1. "here, $$f$$ here has" => "here, $$f$$ has"
2. $f$ ==> $$f$$
    * $f$ does not render on website, works on vscode

1 files changed, 2 insertions, 2 deletions

diff --git a/docs/user-guide/07-autodiff.md b/docs/user-guide/07-autodiff.md
index ef60da4a5..2752500a7 100644
--- a/docs/user-guide/07-autodiff.md
+++ b/docs/user-guide/07-autodiff.md
@@ -29,7 +29,7 @@ As an example, consider a polynomial function
 
 $$ f(x, y) = x^3 + x^2 - y $$
 
-Here, $$f$$ here has 1 output and 2 inputs. $$Df$$ is therefore the row matrix:
+Here, $$f$$ has 1 output and 2 inputs. $$Df$$ is therefore the row matrix:
 
 $$ Df(x, y) = [\frac{\partial f}{\partial x}, \frac{\partial f}{\partial y}] = [3x^2 + 2x, -1] $$
 
@@ -56,7 +56,7 @@ There are two basic ways to compute this product:
  2. the vector-Jacobian product $$ \langle \mathbf{v}^T, D\mathbf{f}(\mathbf{x}) \rangle $$, also called reverse-mode autodiff, and can be computed using `bwd_diff` operator in Slang.
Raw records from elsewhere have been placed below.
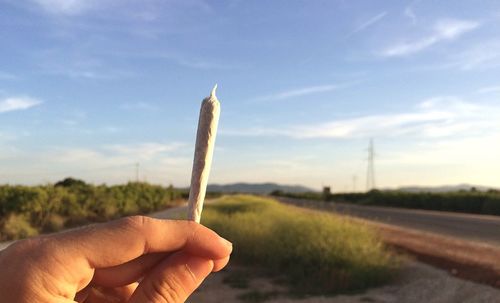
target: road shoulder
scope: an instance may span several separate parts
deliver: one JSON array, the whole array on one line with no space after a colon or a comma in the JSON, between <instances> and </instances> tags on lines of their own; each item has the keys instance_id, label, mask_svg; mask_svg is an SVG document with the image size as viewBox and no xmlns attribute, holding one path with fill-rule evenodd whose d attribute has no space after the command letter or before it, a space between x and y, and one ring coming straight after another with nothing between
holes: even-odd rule
<instances>
[{"instance_id":1,"label":"road shoulder","mask_svg":"<svg viewBox=\"0 0 500 303\"><path fill-rule=\"evenodd\" d=\"M251 278L245 287L231 287L224 281L244 267L230 264L223 272L211 275L187 302L267 302L267 303L479 303L495 302L500 290L450 276L446 271L417 261L408 261L395 281L386 286L352 295L290 296L283 286L270 278Z\"/></svg>"},{"instance_id":2,"label":"road shoulder","mask_svg":"<svg viewBox=\"0 0 500 303\"><path fill-rule=\"evenodd\" d=\"M323 205L324 203L317 201L278 200L300 208L332 211L331 203ZM499 246L346 216L353 221L377 229L382 241L398 252L409 254L457 278L500 289Z\"/></svg>"}]
</instances>

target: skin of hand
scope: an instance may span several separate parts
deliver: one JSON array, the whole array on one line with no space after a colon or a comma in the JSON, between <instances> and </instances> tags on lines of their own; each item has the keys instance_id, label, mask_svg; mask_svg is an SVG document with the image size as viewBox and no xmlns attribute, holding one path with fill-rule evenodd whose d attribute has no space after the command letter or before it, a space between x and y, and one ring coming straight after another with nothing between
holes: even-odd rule
<instances>
[{"instance_id":1,"label":"skin of hand","mask_svg":"<svg viewBox=\"0 0 500 303\"><path fill-rule=\"evenodd\" d=\"M0 252L9 303L184 302L232 244L191 221L133 216L18 241Z\"/></svg>"}]
</instances>

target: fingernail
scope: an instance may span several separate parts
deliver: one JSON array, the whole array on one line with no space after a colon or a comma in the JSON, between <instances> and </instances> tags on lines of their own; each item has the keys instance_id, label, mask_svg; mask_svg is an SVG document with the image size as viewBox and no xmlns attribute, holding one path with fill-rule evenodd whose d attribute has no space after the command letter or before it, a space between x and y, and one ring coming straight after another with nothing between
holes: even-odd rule
<instances>
[{"instance_id":1,"label":"fingernail","mask_svg":"<svg viewBox=\"0 0 500 303\"><path fill-rule=\"evenodd\" d=\"M224 239L224 238L222 238L222 237L220 237L220 239L221 239L222 243L223 243L226 247L231 248L231 250L233 249L233 243L229 242L228 240L226 240L226 239Z\"/></svg>"}]
</instances>

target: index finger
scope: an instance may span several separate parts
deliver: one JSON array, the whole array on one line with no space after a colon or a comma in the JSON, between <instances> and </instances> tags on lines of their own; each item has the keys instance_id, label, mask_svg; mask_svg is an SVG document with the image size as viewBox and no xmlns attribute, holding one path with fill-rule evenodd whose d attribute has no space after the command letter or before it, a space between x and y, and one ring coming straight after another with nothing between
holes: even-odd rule
<instances>
[{"instance_id":1,"label":"index finger","mask_svg":"<svg viewBox=\"0 0 500 303\"><path fill-rule=\"evenodd\" d=\"M51 236L52 237L52 236ZM51 238L49 237L49 238ZM229 256L230 242L192 221L132 216L54 235L56 251L84 258L91 268L116 266L141 255L183 249L212 260Z\"/></svg>"}]
</instances>

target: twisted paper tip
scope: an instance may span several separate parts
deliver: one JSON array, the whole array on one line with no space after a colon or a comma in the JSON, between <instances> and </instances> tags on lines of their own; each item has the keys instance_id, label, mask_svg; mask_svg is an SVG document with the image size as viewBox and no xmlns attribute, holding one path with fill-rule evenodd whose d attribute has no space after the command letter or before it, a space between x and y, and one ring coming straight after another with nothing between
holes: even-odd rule
<instances>
[{"instance_id":1,"label":"twisted paper tip","mask_svg":"<svg viewBox=\"0 0 500 303\"><path fill-rule=\"evenodd\" d=\"M210 92L210 98L217 98L215 96L215 91L217 90L217 83L215 83L214 88L212 88L212 92Z\"/></svg>"}]
</instances>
From a linear algebra perspective, this is the transpose of the forward-mode operator. 
 
 #### Propagating derivatives with forward-mode auto-diff
-The products described above allow the _propagation_ of derivatives forward and backward through the function $f$
+The products described above allow the _propagation_ of derivatives forward and backward through the function $$f$$
 
 The forward-mode derivative (Jacobian-vector product) can convert a derivative of the inputs to a derivative of the outputs. 
 For example, let's say inputs $$\mathbf{x}$$ depend on some scalar $$\theta$$, and $$\frac{\partial \mathbf{x}}{\partial \theta}$$ is a vector of partial derivatives describing that dependency.